Donaghue swung out of the bed, switched off the alarm before it woke her, and went to the bathroom. When he returned the bed was empty and the smell of breakfast was drifting up from the kitchen.

It was five-thirty. He started the Lincoln, waved back as she watched him from the front door, and drove to National airport. Twenty minutes later he was on the shuttle to La Guardia.

Pearson woke at six-thirty, showered, shaved and dressed. Evie was still asleep, her legs sticking out from under the duvet and her hair across the pillow.

The house was on 6th SE, half a block from Independence Avenue and ten minutes’ walk from the Hill. They’d bought it for a knock-down price, then sweated God knows how many weekends and holidays to get it as they wanted, had somehow squeezed the renovation between her professorship at Georgetown and his job on the Hill.

When he went upstairs she was still half asleep.

‘See you tonight.’

She rolled over so he could kiss her.

‘Be good.’

The morning was already warm; he left the house, crossed Independence, and turned left on East Capitol Street. In front of him the white dome of the Hill glistened in the early light. By seven thirty-five he had collected a coffee and doughnut from the basement canteen and was at his desk checking his electronic mail. At eight-thirty he briefed the morning meeting.

‘Senator Donaghue’s in New York for a fund-raising breakfast. He’ll be back at ten. Terry to collect him from National. Ten-thirty he meets a business delegation, Jonathan has the details. At eleven he’s in the Senate; Barbara in charge of TV and radio interviews after. Eleven forty-five he’s at the Vietnam Veterans Memorial; family paying their respects.’

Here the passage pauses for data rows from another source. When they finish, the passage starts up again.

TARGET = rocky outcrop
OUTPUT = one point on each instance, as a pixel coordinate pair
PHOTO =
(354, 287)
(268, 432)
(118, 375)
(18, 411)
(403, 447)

For years now the families of the MIAs, the servicemen missing in action in Vietnam, had been campaigning in the hope that some of them might still be alive. Donaghue had championed their rights for greater information on reported sightings whilst cautioning against excessive hope. Six months earlier photographic evidence had been produced supposedly showing MIAs in a village in North Vietnam. One week ago they had been proven to be forgeries. Now the family of one of the men was coming to pay their respects at the polished black granite memorial in Constitution Gardens, and had asked Donaghue to join them, even though they were not from Donaghue’s state.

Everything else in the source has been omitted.